The medical school put a particular emphasis on “a holistic approach to the patient and all the factors that are relevant to a patient's health. The humanity of the patient was really a primary focus at every step in four years, which I don't think you get at every medical school.”
Earlier this year, Randazzo attended an event supporting the Rutgers Brain Health Institute, where he felt a “natural connection” to the research, he says. “I think they're doing groundbreaking research of the highest caliber at Robert Wood and at Rutgers and it's really encouraging to see that work going on.”

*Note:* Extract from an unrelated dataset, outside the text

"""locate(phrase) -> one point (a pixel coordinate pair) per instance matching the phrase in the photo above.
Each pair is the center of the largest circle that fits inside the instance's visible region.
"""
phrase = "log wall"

The new HELIX building, currently under construction in New Brunswick, is another example of the great work of the university, he says. “Obviously Rutgers is still bringing together academics and private industry which is opening up more opportunities for the students and the community.”
Randazzo says he is pleased that his daughter Antonina transferred to Rutgers this fall after two years at Louisiana State University.
His daughter told him that she wants to specialize in neuroscience. “She really loves it. She's rotated with some other physicians, and she loves everything she sees, which is a good problem to have.”
Randazzo says he supports Rutgers Health programs because he thinks it’s important and considers New Jersey his home. “I think that we've had so much opportunity here for my whole family, including my parents who came from another country and didn't even speak the language,” he says. “Fortunately, we’ve been very successful in the state. I was very successful at Rutgers and at medical school, and I think everybody's always been willing to help and give us an opportunity to achieve more in New Jersey, and especially at Rutgers.”